Bizarre Coronarebellen
„Ich trage diese Maske nicht freiwillig, ich werde dazu gezwungen.“ T‑Shirts mit diesem Aufdruck, die bei der „Hygienedemo“ auf dem Cannstatter Wasen am 16. Mai häufig zu sehen sind, signalisieren wutbürgerliches Unbehagen. Die Wut der aufmüpfigen Staatsbürger richtet sich gegen die Merkel-Regierung, die „reine Panikmache“ betreibe, wodurch sie eine „Corona-Hysterie“ entfacht habe. Da das Corona-Virus „nicht so schlimm“ sei, müsse die Regierung der Frau Merkel einen schlimmen Plan verfolgen. Sie wolle „uns für dumm verkaufen“; hinter ihren Corona-Maßnahmen stecke „vielleicht etwas anderes“. (ZEIT-ONLINE, 17. 5. 2020)

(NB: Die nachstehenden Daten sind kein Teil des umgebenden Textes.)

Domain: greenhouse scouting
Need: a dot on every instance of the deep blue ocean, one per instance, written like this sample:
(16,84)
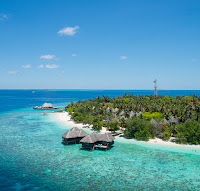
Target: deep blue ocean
(33,158)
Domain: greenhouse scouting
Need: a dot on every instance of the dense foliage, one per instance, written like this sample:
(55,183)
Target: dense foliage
(114,113)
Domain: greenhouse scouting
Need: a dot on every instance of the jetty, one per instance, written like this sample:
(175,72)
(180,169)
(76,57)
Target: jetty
(73,136)
(45,106)
(97,141)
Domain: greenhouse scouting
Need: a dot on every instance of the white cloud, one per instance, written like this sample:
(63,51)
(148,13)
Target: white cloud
(123,57)
(51,66)
(47,57)
(26,66)
(41,66)
(70,31)
(3,17)
(12,72)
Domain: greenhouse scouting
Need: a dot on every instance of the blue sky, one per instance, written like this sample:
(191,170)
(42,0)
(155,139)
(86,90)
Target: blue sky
(99,44)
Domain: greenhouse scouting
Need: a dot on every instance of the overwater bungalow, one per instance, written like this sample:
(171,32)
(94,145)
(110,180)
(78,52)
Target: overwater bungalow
(45,106)
(74,135)
(97,141)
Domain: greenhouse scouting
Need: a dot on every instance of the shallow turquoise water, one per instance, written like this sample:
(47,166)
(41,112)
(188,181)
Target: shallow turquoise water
(33,158)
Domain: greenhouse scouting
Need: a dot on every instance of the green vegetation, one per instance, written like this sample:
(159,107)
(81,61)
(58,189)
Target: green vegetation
(139,129)
(134,113)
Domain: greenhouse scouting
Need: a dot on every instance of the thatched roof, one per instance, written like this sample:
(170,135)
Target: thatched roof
(107,137)
(108,109)
(121,113)
(74,133)
(165,121)
(131,114)
(47,105)
(173,120)
(94,137)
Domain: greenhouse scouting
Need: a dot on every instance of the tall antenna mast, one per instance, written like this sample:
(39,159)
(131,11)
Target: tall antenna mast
(155,88)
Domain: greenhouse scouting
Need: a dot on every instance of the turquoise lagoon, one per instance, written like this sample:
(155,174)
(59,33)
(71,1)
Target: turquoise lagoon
(33,158)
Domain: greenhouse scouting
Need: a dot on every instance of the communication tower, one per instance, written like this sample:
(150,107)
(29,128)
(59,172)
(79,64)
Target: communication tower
(155,88)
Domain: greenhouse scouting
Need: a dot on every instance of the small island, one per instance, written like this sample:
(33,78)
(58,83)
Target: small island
(142,117)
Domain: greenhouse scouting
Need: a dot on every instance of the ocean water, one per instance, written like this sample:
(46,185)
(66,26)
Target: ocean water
(33,158)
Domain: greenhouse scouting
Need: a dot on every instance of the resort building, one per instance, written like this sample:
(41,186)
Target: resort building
(131,114)
(97,141)
(74,135)
(45,106)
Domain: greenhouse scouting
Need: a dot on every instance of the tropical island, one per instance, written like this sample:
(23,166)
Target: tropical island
(142,117)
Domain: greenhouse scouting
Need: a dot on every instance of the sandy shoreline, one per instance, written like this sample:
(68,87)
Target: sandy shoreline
(64,118)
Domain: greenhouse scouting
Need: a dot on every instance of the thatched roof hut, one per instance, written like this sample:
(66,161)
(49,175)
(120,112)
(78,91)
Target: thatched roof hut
(74,135)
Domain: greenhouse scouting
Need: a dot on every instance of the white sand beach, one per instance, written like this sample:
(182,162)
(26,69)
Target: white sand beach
(64,118)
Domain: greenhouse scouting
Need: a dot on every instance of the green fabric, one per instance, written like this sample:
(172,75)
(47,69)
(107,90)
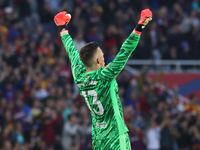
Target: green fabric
(100,90)
(121,142)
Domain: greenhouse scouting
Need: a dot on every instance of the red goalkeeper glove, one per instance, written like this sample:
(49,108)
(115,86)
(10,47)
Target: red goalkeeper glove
(62,19)
(145,17)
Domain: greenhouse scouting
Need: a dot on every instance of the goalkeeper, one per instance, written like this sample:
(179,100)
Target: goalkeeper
(97,84)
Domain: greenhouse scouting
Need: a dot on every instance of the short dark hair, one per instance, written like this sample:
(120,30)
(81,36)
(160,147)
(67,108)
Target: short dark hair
(87,52)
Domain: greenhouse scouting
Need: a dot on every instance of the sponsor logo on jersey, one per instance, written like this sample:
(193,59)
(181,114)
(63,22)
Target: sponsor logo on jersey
(101,125)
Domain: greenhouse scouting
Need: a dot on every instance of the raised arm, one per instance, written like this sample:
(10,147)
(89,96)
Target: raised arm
(116,66)
(61,20)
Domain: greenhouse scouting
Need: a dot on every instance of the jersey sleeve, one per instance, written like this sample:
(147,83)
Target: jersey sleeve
(76,64)
(115,67)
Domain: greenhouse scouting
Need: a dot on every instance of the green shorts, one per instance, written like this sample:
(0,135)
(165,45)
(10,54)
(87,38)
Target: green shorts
(121,142)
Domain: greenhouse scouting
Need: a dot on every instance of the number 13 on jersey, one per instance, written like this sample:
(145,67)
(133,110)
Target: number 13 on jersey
(94,102)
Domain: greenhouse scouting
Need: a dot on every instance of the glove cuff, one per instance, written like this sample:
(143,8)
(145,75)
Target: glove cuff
(139,28)
(64,31)
(63,27)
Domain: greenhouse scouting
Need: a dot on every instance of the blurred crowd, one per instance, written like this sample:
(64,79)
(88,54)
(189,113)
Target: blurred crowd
(40,107)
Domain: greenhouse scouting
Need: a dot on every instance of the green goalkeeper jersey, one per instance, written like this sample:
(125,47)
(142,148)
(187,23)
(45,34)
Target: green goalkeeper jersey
(100,90)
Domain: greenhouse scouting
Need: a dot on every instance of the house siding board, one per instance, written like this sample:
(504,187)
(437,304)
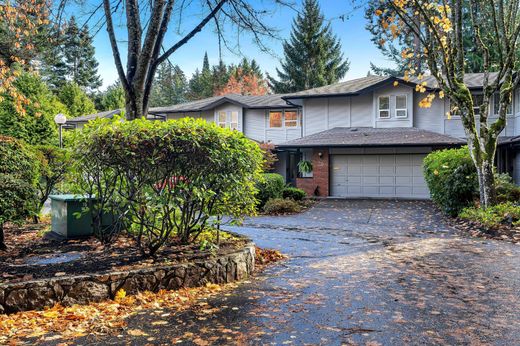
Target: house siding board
(516,169)
(254,124)
(432,118)
(362,111)
(315,119)
(339,112)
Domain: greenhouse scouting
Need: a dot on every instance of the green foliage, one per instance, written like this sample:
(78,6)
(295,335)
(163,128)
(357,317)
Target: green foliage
(293,193)
(277,206)
(270,186)
(37,125)
(313,56)
(76,101)
(452,179)
(111,99)
(71,58)
(495,216)
(18,176)
(166,178)
(170,86)
(507,190)
(53,165)
(305,166)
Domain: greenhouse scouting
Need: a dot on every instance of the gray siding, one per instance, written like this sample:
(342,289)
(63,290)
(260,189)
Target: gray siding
(255,124)
(362,111)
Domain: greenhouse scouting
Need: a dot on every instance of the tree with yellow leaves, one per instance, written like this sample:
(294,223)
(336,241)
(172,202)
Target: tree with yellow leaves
(442,26)
(20,23)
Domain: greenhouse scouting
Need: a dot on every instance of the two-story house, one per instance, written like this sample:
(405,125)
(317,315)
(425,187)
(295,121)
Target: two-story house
(365,137)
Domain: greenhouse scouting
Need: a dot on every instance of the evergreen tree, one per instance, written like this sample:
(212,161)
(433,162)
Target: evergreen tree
(170,86)
(80,56)
(312,56)
(75,99)
(111,99)
(201,83)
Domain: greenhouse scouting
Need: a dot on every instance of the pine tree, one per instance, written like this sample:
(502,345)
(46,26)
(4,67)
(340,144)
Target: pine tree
(201,83)
(312,56)
(80,57)
(170,86)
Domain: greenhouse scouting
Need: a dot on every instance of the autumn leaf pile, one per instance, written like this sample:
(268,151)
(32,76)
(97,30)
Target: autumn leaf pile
(268,256)
(61,323)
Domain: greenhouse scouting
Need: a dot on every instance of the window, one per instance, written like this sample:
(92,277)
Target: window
(228,120)
(275,119)
(496,105)
(401,109)
(234,121)
(384,107)
(222,119)
(291,118)
(477,101)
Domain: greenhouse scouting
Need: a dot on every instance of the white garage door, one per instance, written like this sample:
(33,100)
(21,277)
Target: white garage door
(379,176)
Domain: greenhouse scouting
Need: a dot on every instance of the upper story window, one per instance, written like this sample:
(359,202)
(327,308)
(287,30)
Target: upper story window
(477,101)
(496,105)
(285,118)
(401,109)
(384,107)
(228,119)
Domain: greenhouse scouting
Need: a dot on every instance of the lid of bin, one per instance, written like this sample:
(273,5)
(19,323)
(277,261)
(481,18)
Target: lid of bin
(68,197)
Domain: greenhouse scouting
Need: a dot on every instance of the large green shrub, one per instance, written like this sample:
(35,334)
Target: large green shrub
(507,191)
(293,193)
(18,177)
(270,186)
(166,178)
(53,165)
(494,216)
(278,206)
(451,178)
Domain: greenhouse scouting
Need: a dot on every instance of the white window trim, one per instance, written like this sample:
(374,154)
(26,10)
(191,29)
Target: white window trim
(402,109)
(511,106)
(379,110)
(283,127)
(228,122)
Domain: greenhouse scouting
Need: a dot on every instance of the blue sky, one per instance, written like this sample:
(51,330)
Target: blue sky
(355,39)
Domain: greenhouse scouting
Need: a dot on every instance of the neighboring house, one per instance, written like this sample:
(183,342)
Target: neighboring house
(365,137)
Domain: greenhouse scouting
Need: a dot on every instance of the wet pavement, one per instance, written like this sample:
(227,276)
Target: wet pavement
(359,272)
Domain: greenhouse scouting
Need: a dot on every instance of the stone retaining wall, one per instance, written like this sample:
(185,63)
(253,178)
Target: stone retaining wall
(38,294)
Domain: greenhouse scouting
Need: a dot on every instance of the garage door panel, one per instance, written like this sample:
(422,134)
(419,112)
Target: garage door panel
(386,175)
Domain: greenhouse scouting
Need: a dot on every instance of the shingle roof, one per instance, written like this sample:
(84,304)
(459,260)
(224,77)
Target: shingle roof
(350,87)
(472,80)
(85,118)
(367,136)
(263,101)
(360,85)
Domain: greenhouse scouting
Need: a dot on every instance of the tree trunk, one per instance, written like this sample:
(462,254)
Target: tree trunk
(486,179)
(3,247)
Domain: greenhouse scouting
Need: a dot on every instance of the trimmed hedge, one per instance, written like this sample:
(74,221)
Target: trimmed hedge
(271,186)
(493,217)
(293,193)
(452,179)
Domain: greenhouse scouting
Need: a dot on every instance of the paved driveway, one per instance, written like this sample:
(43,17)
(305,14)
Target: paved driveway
(361,272)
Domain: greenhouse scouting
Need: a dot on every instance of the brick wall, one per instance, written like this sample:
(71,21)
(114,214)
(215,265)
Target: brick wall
(320,174)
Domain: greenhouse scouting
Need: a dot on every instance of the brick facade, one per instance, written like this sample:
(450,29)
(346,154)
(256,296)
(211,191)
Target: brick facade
(318,184)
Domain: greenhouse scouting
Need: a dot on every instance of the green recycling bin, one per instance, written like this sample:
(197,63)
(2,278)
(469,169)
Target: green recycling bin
(64,216)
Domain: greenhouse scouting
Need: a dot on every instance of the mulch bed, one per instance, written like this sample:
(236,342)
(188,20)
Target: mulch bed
(475,229)
(32,256)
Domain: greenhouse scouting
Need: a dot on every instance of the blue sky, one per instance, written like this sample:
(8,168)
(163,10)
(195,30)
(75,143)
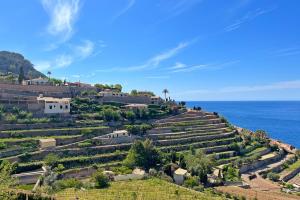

Faktenresistente Corona-Verharmloser, die an „Hygienedemos“ in Stuttgart und anderswo teilnehmen, glauben an personifizierende Verschwörungsmythen. Darum sind sie – anders als etliche Leute von der Partei Die Linke zu meinen scheinen – keine Bündnispartner für marxistische Antikapitalisten. Statt in eine Querfront eingebaut zu werden, müssten die bizarren Corona-Wutbürger sich zuallererst darüber aufklären lassen wollen, dass das staatliche Herrschaftspersonal unter Merkels Führung nicht zu viel, sondern zu wenig gegen die real existierende Corona-Pandemie unternimmt. Um nicht länger unterm Bann des Irrationalen zu stehen, gilt es für die verwirrten Wutbürger zu begreifen, dass der herrschende Staatsapparat keineswegs verschwörungsmäßig, sondern gemäß der kapitalistischen Profitlogik handelt: Weil es ihm infolgedessen um die Erhaltung der Funktionstüchtigkeit des kapitalistischen Marktwirtschaftssystems geht, beinhaltet der staatlich verordnete „Shutdown“ lediglich ein gebremstes Herunterfahren der „Wirtschaft“, so dass in den Produktionsstätten zahlreiche Arbeitskräfte zwecks Mehrwertabpressung einem hohen Gesundheitsrisiko ausgesetzt werden.
Anknüpfungspunkt für eine solche antikapitalistische Systemkritik, die bei Gegendemonstrationen vorgetragen wird, könnten allerdings die Befürchtungen sein, die querdenkende Coronarebellen im Hinblick auf den Abbau demokratischer Grundrechte umtreiben.